I am not sure I've ever had players with a solid base that they used a lot. In my CoC / ToC adventures (Eternal Lies, Masks of Nyarlathotep, Beyond the Mountains of Madness) they didn't really -- even the BtMoM base in the Antarctic wasn't more than semi-permanent. In my Rolemaster and MERP campaigns (multiples), they travelled all over the map. My longest-running D&D campaign had them moving from Eltir Vale through Demonweb pits to Sigil. AT Sigil they split up and each had their own bases (indeed, one mission had the Paladins on the team investigating a local crime lord's base to find it it was now of their team members). In 13th Age, they went all around the edges of the Dragon empire (mostly clockwise, in case anyone is interested)
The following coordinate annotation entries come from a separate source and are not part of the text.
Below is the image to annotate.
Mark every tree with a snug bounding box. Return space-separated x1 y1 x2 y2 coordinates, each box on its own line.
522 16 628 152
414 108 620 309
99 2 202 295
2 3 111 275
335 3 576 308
Dracula Dossier pretty much requires no safe sanctuary. My current Numenéra campaign does have a space ship that is pretty much a safe base, but it's often not available. I run a bi-weekly Big Eyes Small Mouth campaign for middle schoolers and I'd love to tie them down to a base, but they learn about dragon hatchlings off to the north and immediately ditch the current locale ...

I have been thinking of running a short campaign solidly set in a small castle on the edge of the fey lands. That would, by definition, have a solid base. Overall though, it seems very rare in my campaigns.
 

Celebrim

Legend
Perhaps what I'm getting at here, is the role of in-game venues (whether castles, super-HQs, or ships) in the transitions between scenes played out round-by-round or otherwise under immediate pressure, versus scenes with slower paces.

Or, what process of play is used to establish when the "bangs" happen? Who gets to decide when the downtime happens, or The Haven is reached, and why?

Compare the classic AD&D haven/delve format where the players initiate a rest by deciding they've run out of resources and need to exit the mega-dungeon, with Mouse Guard where the rest (in this sense) can only happen on the player's turn in the process of play, and player turns only happen when the GM decides he's introduced enough *bangs* for the scenario. I find it ironic that Mouse Guard actually gives the GM fuller control over the pacing and goals of play than D&D. It's even more ironic when you consider that in order to get actions on the player turn (during the rest phase), the player is encouraged to trade some of his agency to the GM during the GM's turn.